“I think a lot of artists have this problem—the constant switching between a wealth of admin work, survival work, activist work, creative work and homework. It’s not the biggest problem we have, but it is definitely an annoying one that is also very much woven into people’s socioeconomic status.”

SWINTAK is an interdisciplinary artist, educator and context-maker based in Montreal. Her past projects often involve large-scale installations built onsite and somehow integrated with the surrounding context. Examples include moving an entire house by hand without the aid of machinery, constructing the most banal roller coaster ever made, and attempting to give a shed consciousness.

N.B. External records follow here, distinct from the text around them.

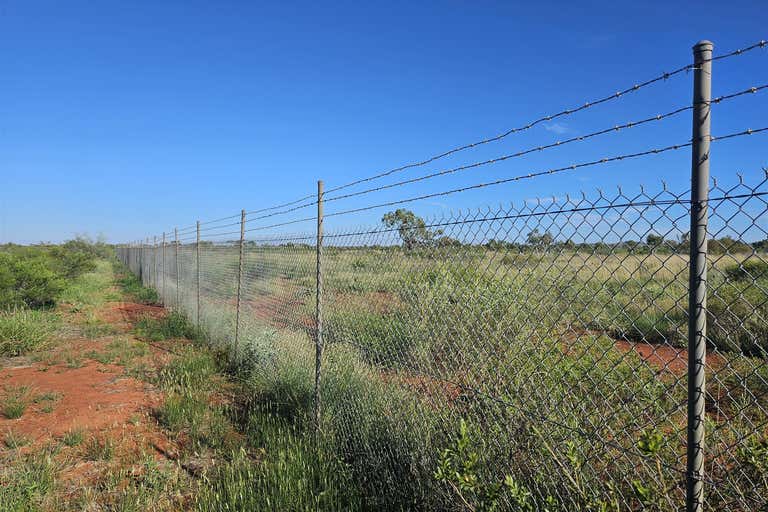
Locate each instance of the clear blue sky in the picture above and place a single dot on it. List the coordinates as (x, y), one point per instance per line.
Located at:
(127, 118)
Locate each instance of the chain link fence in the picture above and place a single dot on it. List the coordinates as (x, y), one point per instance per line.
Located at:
(597, 352)
(554, 330)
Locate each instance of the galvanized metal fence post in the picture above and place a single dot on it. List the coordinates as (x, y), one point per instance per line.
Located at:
(163, 272)
(197, 272)
(154, 261)
(239, 281)
(176, 256)
(697, 291)
(318, 304)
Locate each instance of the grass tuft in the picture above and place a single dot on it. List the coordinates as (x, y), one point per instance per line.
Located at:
(24, 330)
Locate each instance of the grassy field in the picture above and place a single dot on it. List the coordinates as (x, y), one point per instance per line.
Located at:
(109, 402)
(551, 378)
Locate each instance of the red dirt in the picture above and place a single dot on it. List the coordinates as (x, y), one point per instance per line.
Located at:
(94, 397)
(665, 358)
(125, 314)
(97, 399)
(425, 386)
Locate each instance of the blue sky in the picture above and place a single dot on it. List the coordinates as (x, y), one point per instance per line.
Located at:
(129, 118)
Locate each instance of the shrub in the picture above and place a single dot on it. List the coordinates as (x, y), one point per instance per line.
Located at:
(25, 330)
(27, 282)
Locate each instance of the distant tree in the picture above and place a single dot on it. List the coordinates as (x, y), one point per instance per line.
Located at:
(727, 244)
(761, 245)
(536, 238)
(446, 241)
(412, 228)
(654, 240)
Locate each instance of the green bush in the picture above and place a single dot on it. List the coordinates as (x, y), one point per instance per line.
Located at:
(27, 281)
(24, 330)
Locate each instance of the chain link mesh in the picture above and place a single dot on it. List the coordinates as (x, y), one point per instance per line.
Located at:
(554, 330)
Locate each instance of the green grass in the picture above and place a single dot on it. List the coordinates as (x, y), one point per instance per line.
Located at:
(286, 472)
(173, 325)
(132, 287)
(26, 483)
(23, 331)
(15, 440)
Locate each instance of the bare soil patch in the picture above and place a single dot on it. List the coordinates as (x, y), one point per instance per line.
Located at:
(126, 314)
(93, 398)
(665, 358)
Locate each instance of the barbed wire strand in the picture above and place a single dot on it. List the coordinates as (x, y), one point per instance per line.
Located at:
(550, 117)
(544, 173)
(615, 128)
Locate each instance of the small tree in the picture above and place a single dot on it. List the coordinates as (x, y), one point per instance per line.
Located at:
(537, 238)
(412, 228)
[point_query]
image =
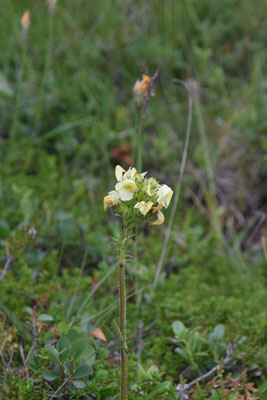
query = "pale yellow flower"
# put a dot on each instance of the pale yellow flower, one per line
(119, 172)
(159, 220)
(144, 206)
(25, 21)
(112, 199)
(130, 173)
(164, 195)
(126, 189)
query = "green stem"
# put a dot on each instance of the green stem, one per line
(211, 195)
(39, 111)
(14, 125)
(122, 302)
(138, 141)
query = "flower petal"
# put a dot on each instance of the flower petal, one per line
(119, 172)
(159, 220)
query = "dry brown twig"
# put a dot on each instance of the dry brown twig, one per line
(181, 389)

Q: How has the pandemic changed, influenced, or impacted your approach to artmaking? What will be different for you going forward?
A: I don’t even know how to answer this, and it still feels too early to tell. During the pandemic I was forced to leave my home and studio behind. Luckily, I did manage to relocate my creative base outside the city, which means more physical space to work and probably a myriad of other things that I still have yet to experience. Outside the studio, I’m starting to work as a creative consultant that helps arts organizations rethink presentation contexts. Just going digital isn’t enough; we need to integrate the physical, digital, and indefinite gradient in-between. I’m not comfortable traveling or being in large groups, so I imagine a lot of what I do is going to be hyper-localized for the next couple of years. Going forward I’m hoping to focus less on myself, and more on what I can give back.
Q: What tools, techniques, or resources have helped you do more with less?
A: The last year or two I have gained a lot from shared documents and reading lists that have crowdsourced content. Right now I am writing a syllabus and have learned a lot from The Black Lives Canada Syllabus updated by Huda Hassan, Distance-Learning Tips by Marissa Mattes and the Art School Reading list shared by Raymond Boisjoly. There’s so much info out there, that sometimes it helps to have a peer-run compilation that broadens your scope of knowledge. I use a variety of different time management and creative collaboration softwares, but I’d rather not give the space to promote them.
“Whenever it is possible, I try to make space by having computer and phone free times. Sure, I might be hard to reach, but most things can wait. Having the time to percolate is so easily overlooked, yet it has such great value.”
SWINTAK recommends:

Karen Barad Meeting the Universe Halfway: Quantum Physics and the Entanglement of Matter and Meaning (2007)
Q: When do you do your best work? How do you make space to do your best work?
A: Assuming all my basic health and home needs are met, I tend to work well in a fully immersed high-stress scenario after a period of percolation. The optimum situation is when I’m tackling one single deadline; transitioning between different forms of work tends to slow me down or cause feelings of stress or guilt. It’s fine to multitask in a singular zone, but if you are trying to physically make something while at the same time intermittently responding to email, it can be very destabilizing. I think a lot of artists have this problem—the constant switching between a wealth of admin work, survival work, activist work, creative work and homework. It’s not the biggest problem we have, but it is definitely an annoying one that is also very much woven into people’s socioeconomic status. Whenever it is possible, I try to make space by having computer and phone free times. Sure, I might be hard to reach, but most things can wait. Having the time to percolate is so easily overlooked, yet it has such great value. Unfortunately not everybody has the privilege to afford time for percolation.
Q: What’s one thing that would make artmaking more accessible, equitable, and successful for Black, Indigenous, and other working artists of colour?
A: I think this question is too important to be left for last or tacked on to a questionnaire; it should be integrated in everything we do. I need to continually work to listen, learn and course-correct both myself and the system that I benefit from.